Trolled from my GT-I9000 using TDPRI

nosmo
August 12th, 2012, 10:26 PM
I don't have any problem with a 30 watt iron (may be 40w - not sure). The best way to get the wires to stick to the pots is to rough up the back of the pot with sandpaper, heat the back of the pot until solder melts and adheres to it and make a small puddle. Tin the wire (heat the stripped end and melt solder into the wire), place the wire on the puddle of solder and melt it again with the iron. Remove the iron and hold the wire in place until the solder hardens. Bada-bing bada-boom. Wire connected to back of pot. Just follow the instructions from SD - should work. Good luck & welcome to the forum.

R. Stratenstein
August 12th, 2012, 10:33 PM
My little cheap Weller WLC100--orange--40 Watts works well for everything I want to do. For soldering bigger items, I put in a chisel tip, for fine work I put in the pointed tip.

Use a rosin-core 60/40 solder. The stuff RAdio Shack sells works fine. As nosmo said, make sure everything is clean before you try to solder.

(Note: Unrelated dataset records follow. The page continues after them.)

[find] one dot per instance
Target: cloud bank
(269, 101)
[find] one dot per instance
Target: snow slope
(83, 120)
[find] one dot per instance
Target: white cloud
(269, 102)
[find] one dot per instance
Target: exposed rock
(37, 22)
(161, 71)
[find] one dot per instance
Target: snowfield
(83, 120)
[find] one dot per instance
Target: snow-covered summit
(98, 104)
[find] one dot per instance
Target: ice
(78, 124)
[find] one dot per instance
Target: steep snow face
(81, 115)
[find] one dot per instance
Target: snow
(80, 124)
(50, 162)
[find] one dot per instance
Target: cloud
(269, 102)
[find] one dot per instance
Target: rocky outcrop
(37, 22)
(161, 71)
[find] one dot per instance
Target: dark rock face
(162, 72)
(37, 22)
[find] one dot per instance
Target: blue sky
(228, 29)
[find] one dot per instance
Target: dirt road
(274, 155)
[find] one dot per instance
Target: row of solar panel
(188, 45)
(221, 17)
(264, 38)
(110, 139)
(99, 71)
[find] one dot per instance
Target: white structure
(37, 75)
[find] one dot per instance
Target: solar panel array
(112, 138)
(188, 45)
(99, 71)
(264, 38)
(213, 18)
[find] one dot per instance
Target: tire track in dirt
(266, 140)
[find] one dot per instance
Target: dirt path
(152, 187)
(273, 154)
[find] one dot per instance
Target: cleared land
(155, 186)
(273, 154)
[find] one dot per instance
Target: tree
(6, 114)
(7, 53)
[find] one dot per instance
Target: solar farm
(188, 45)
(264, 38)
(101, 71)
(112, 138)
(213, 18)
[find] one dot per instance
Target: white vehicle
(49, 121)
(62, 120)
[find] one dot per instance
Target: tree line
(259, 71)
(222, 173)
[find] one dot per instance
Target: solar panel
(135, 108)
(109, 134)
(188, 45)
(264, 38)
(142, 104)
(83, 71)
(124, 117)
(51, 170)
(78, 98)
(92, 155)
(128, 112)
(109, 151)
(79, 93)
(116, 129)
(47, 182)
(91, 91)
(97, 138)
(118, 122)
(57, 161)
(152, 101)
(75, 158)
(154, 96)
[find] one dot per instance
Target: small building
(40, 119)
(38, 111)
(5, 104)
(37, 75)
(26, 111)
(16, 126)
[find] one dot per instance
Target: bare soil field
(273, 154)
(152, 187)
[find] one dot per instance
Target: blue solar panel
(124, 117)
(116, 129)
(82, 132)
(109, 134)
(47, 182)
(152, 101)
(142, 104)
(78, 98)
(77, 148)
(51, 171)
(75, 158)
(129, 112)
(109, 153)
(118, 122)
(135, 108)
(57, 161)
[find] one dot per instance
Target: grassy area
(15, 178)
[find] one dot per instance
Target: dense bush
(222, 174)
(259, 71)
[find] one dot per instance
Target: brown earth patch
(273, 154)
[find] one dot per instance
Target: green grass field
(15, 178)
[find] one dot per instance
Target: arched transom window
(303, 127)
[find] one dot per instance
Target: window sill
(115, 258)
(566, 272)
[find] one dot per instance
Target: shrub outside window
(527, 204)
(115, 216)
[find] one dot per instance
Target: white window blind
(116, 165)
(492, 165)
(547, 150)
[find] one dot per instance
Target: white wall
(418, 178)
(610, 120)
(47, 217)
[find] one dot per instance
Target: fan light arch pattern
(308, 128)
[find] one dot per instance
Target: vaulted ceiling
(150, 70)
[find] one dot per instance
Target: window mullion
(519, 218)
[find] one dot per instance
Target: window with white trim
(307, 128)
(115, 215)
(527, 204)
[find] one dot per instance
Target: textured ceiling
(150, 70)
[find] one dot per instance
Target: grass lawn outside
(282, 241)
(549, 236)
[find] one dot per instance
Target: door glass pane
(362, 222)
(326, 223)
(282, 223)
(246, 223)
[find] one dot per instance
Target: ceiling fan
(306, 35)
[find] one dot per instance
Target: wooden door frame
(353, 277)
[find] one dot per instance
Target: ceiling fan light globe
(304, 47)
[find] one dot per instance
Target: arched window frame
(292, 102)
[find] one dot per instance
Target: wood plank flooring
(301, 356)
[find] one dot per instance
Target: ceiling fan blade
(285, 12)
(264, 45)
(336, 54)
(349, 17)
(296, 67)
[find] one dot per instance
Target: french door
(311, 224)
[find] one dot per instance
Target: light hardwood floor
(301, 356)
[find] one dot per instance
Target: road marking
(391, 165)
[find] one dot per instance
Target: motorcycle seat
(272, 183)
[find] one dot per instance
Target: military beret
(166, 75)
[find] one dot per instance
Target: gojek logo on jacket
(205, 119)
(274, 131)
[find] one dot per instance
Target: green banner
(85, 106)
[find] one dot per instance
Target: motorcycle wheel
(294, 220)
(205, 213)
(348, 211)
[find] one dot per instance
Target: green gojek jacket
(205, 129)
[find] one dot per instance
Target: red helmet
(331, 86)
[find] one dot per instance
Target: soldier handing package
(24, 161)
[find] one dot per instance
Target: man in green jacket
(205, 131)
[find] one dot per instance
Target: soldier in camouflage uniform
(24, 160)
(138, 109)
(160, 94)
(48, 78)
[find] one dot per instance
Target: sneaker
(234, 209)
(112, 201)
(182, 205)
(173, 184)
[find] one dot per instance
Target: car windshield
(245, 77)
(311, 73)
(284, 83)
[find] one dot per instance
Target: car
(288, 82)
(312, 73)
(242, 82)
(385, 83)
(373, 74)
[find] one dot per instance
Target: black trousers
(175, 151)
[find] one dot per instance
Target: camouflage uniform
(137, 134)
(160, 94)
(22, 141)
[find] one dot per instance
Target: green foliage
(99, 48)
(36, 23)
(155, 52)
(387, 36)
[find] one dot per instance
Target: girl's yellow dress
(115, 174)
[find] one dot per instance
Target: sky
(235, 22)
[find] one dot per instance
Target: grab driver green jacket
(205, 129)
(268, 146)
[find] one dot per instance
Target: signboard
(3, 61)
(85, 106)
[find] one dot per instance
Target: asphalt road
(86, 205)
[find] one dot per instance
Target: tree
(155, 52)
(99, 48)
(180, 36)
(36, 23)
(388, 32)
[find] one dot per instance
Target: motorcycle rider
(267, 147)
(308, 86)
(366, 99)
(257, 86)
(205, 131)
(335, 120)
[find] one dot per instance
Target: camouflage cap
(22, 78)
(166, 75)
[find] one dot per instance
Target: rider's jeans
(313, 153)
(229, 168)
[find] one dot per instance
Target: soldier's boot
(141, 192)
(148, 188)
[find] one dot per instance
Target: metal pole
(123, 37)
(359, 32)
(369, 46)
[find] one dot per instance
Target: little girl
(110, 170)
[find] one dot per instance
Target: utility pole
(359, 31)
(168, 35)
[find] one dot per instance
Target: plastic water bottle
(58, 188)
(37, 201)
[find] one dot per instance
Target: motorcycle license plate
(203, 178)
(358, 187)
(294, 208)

Heat the parts, and let the hot parts melt the solder. Get a dab of molten solder on the iron's tip to better transfer heat to the parts, but then press the solder wire into the parts to melt and flow it in. After a little practice, you'll be an expert.

guitarbuilder
August 13th, 2012, 04:25 AM
This comes up a lot. I have a small soldering pencil with a pointed tip. Usually everything is OK except the back of pots. I could never get it to melt nicely like you see on factory pots. It would always look like some meteorite. Finally I got a weller soldering gun with the chisel tip and it really transfers the heat. I use the pencil on all the wires and the weller on the back of the pot.

PrinzFan
August 18th, 2012, 11:09 AM
Thanks guys! Had some success using your input. Still experimenting with this but I will be an expert soon!